Arbex Eu dou um exemplo escandaloso que aconteceu na avenida Paulista no dia 20 de abril. Eu estava na manifestação contra a Alca (Área de Livre Comércio das Américas). A polícia reprimiu com uma violência bárbara, sanguinária, aquele movimento. Foram presas 69 pessoas, 40 dos quais menores de idade. Foram feridas mais de 100, algumas com gravidade. Um rapaz de 15 anos chamado Rodrigo foi ferido com bala de verdade, uma garota foi ferida com projétil de borracha, muitos foram hospitalizados em estado grave. Tudo isso foi documentado, mas não saiu uma linha na grande imprensa, quem deu a notícia disto foi a Caros Amigos.
Folha E a cobertura dada ao Fórum Social Mundial? Como o senhor avalia?

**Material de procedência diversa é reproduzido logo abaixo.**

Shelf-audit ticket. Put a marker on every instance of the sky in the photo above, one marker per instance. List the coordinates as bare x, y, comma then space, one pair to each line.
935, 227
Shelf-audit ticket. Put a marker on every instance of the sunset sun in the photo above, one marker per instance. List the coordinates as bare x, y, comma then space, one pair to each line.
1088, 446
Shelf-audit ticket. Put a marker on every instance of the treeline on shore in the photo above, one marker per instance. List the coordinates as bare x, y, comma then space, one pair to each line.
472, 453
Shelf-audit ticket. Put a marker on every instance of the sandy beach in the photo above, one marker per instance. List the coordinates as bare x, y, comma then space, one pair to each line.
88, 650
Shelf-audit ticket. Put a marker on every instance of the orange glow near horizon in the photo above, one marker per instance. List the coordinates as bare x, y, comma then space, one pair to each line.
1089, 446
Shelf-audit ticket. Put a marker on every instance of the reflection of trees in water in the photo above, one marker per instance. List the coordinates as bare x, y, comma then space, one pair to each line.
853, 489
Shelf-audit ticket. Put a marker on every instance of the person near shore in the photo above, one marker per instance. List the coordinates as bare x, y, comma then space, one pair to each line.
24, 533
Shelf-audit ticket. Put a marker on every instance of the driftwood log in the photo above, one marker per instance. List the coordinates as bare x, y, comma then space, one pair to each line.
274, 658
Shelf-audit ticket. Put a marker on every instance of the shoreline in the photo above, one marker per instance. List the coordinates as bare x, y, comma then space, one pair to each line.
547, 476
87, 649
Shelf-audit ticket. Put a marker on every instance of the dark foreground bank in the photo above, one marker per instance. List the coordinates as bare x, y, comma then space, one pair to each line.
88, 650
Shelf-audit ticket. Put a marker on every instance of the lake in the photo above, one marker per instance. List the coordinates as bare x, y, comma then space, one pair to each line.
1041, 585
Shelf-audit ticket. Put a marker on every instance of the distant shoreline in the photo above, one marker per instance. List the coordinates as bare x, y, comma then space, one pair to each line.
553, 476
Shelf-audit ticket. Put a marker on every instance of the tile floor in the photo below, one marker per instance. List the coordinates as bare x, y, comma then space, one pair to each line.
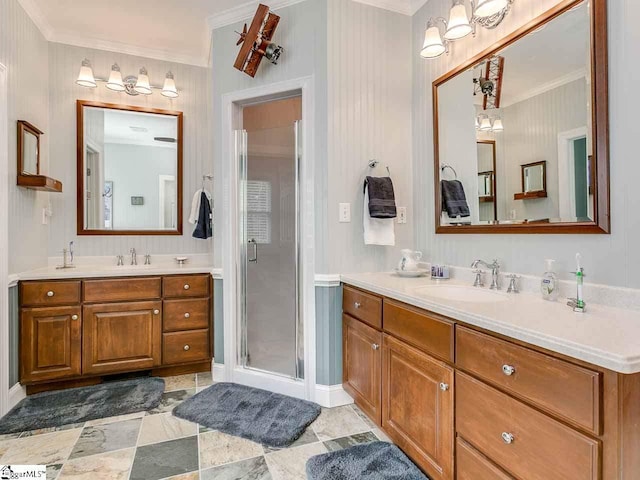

Arbex Essa pergunta é interessante porque permite revelar o método que a imprensa utiliza quando ela não quer noticiar uma coisa, mas ela é obrigada a noticiar. Eles não conseguiram ignorar o Fórum porque atraiu 16 mil pessoas entre intelectuais, políticos, economistas do mundo inteiro, então o que fizeram: simplesmente reduziram toda a discussão do Fórum à figura do José Bové (líder camponês na França). Embora a contribuição dele tenha sido importante, o Fórum foi muito mais. Este é o método que a imprensa usa quando é obrigada a dar uma notícia que ela não tem interesse em dar.
Folha E o trabalho fora da grande imprensa?
Arbex Eu saí da grande imprensa numa situação dramática. Tinha chegado no auge da minha carreira aos 33 anos e tive que começar do zero. Então fui fazer doutorado em História na USP (Universidade de São Paulo), comecei a escrever livros (hoje são mais de 30). Comecei a buscar formas de sobrevivência que uniam a minha convicção política com a minha produção jornalística e acadêmica. Daí pintou a Caros Amigos como uma opção de jornalismo na qual eu não ganho dinheiro, assim como todos os outros colaboradores. O nosso maior interesse ali é fazer aquilo que a gente chama de verdadeiro jornalismo.